Fewer stale assets. Fewer off-brand edits made by whoever had access to the vendor account last. A cleaner handoff from launch demo to customer follow-up, because the artifact the sales team uses is the same one that shipped, not a copy someone exported three weeks ago. The demo stays honest because it has one home and one update path.

Where Inkly comes in

The structural problem this article described — a demo that lives in a vendor's SaaS with its own change path, disconnected from the product — is not a process problem. It's an artifact problem. The demo is the wrong kind of thing. A recording in someone else's cloud cannot move with your product. Every sprint that changes the UI creates a second fix.

Inkly is built on the idea that the demo should be code you own, living next to your product, authored and maintained by your own coding agent. The three-prompt loop — create, update, produce variants — replaces the three things that historically killed demos: re-recording for updates, re-recording for new customers, and the silent drift between the demo and the live product.

The honest tradeoff: Inkly's MVP path is bring-your-own-agent (Cursor, Claude, Codex). If you're not already working with a coding agent, there's setup before the workflow clicks. But if you're already prompting your way through the product, the demo becomes code you maintain the same way: one prompt, no re-record, no second tool to sync.

FAQ

Q: What does an AI-native demo actually mean for a repo-first founder or product engineer?

It means the demo is code in your repo, created and updated through the same workflow as the product. Not a recording in a vendor's SaaS. Not a file in a shared folder. A code-owned artifact your agent can re-author from a prompt whenever the product changes.

Q: How do you create a polished demo from a product codebase without heavy tooling overhead?

Pick one buyer-visible flow, prompt your agent to scaffold it as HTML from the relevant product code, then do one edit pass to cut anything off-brand or too broad. The agent handles the volume; you handle the judgment. Five or six screens, scoped tight, is enough for a first demo that closes questions on a call.

Q: How can an AI-native demo stay aligned with a product that changes every sprint?

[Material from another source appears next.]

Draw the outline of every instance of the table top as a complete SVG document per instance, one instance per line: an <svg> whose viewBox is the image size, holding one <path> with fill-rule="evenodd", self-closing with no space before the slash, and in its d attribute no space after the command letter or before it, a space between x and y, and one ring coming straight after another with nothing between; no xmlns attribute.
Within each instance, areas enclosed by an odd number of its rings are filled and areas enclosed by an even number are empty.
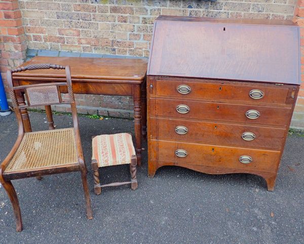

Version control is the mechanism. When the demo is code in your repo, a UI change shows up in the diff alongside the product change. You update the demo on the same branch, review it in the same PR, and merge it at the same time. The demo doesn't drift silently. It drifts visibly, where you're already looking.

Q: What parts of the demo can AI automate safely, and what still needs human review?

AI handles scaffolding, copy drafts, data shaping, and first-pass localization. That's repeatable work that's cheap to review. Humans review anything that affects what the buyer believes: pricing claims, feature availability, steps that imply a workflow the product doesn't support. The test is simple: if this step is wrong, does it embarrass the team on a live call? If yes, a human signs off.

Q: How should a developer advocate structure a demo so it is maintainable and reusable across launches?

One repo-owned artifact, one clear flow, one update path. No duplicate copies per launch. Prompt the agent to produce variants off the same base for each audience or locale. The base demo updates once when the product changes; the variants re-prompt from the updated base. Ownership lives in the repo, not in whoever had access to the vendor account last.

Conclusion

Pick one real product flow this week: the activation step, the key report, whichever moment closes the most questions on a call. Build the demo from the repo. Then push a product change and watch what happens to the demo. If the demo is a recording in a vendor's SaaS, you'll fix it separately, manually, after the fact. If it's code next to the product, you'll update it in the same diff. That's the test. The demo should live next to the code, not beside it in a tool that doesn't know the product shipped.